March 19 is a date to honour San José (St. Joseph), the husband of the Virgin Mary, mother of Jesus Christ, and consequently it is known as Día del Padre – Father’s Day – across many parts of Spain.
Many people attend special masses to honour the life of San José and take their fathers out for a special lunch in a restaurant and give them gifts.
In Valencia, the day is also Fallas de San José, the final day of one of the most famous festivals in Spain, and it is a public holiday in the Comunidad Valenciana as well as the Pais Vasco, Galicia, Murcia and Navarra.
Las Fallas de Valencia
The fiesta of Las Fallas is a well-known celebration featuring light, colour and fire held in the city of Valencia and across many towns in the region to honour San José. The main festivities last some five days with spectacular firework displays, deafening mascletás, flower offerings and plenty of partying, culminating on March 19 with the burning of the ‘fallas’ which are huge statues built by different neighbourhoods and are often satirical comments on the political situation of the day. Associations spend all year raising the necessary funds to create these structures – there can be more than 700 of varying sizes across the city – and prizes are awarded for the best. They are fantastic creations, often amusing, sometimes controversial, but from midnight on March 19 they are consumed by fire. All except one. This is saved by public vote and will be displayed at the Las Fallas Museum in the city.
The tradition of the fallas has long been subject to speculation but it is generally accepted that the celebrations evolved from the ancient observation of the Spring Equinox, a point in the calendar year which is still observed by the lighting of bonfires across the world. In Valencia it has been suggested that the traditions of the fallas began in the Middle Ages when carpenters burnt old wood and broken pieces of their work that had been saved during the winter to mark the arrival of spring. Over time such traditions were adopted into Catholic celebrations with the fallas becoming the celebration of the feast of San José who, amongst others, is the patron saint of carpenters whilst also becoming Father’s Day across many parts of Spain. In 2016 it was added to UNESCO’s intangible cultural heritage list.

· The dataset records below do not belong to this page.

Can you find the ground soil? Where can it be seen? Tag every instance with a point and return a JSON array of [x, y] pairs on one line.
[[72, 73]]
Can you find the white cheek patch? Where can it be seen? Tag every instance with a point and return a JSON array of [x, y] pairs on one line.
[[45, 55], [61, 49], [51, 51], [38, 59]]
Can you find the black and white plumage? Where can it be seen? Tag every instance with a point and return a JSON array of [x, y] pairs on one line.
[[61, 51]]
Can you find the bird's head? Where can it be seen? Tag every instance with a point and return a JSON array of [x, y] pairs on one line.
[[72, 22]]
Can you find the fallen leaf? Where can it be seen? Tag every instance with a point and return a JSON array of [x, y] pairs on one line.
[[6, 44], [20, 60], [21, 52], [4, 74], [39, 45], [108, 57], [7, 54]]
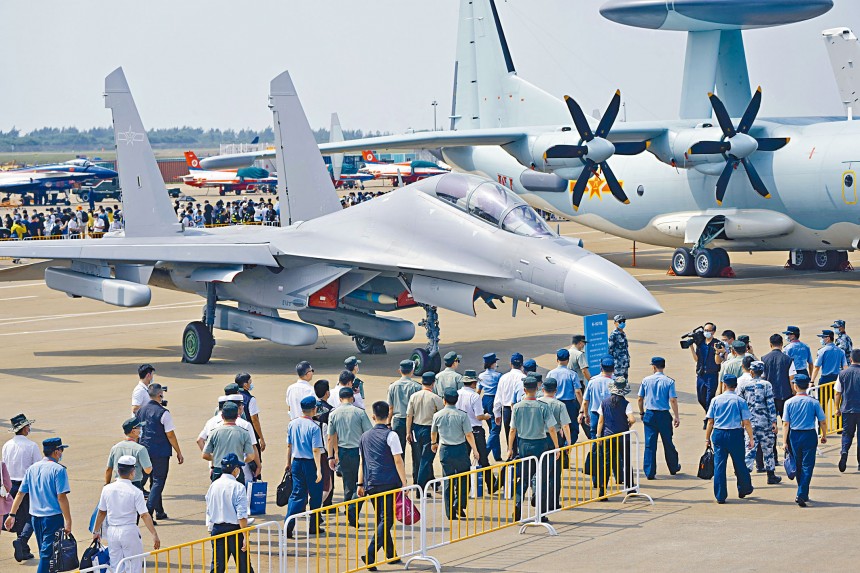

The typical programme for the FALLAS begins on January with gala dinners and important formalities and continues through February as the sectors and neighbourhoods prepare for the main celebrations.
The world-renowned mascletà takes place in the Plaza del Ayuntamiento at 2pm from March 1st until March 19th.
The final few days are typically the same:
Mar 15 – Installation of the Junior Fallas / FIREWORKS
Mar 16 – Installation of the Fallas / FIREWORKS
Mar 17 – Flower Offering / FIREWORKS
Mar 18 – Flower Offering / Gran NIT DEL FOC
Mar 19 – Flower Offering / Solemn Mass / CREMÀS
There are fallas celebrations of varying degrees across the Comunidad Valenciana including Benidorm, Calp, Dénia, Gandía, Oliva, Pego and Xàtiva amongst others. but not here in Xàbia. As is common in the southern parts of the region and in the city of Alicante, our fascination with fire occurs in June, honouring San Juan with the Fogueres de Sant Joan.
In Xàbia, March 19th is merely a day off. A lot of people head up to Valencia or make the short journey over the hill to Dénia to take in the last night of the fallas. But here it’s marked by the fact that supermarkets and shops are closed. Take advantage. Have a nice lunch and siesta. Because it is indeed “another day off“.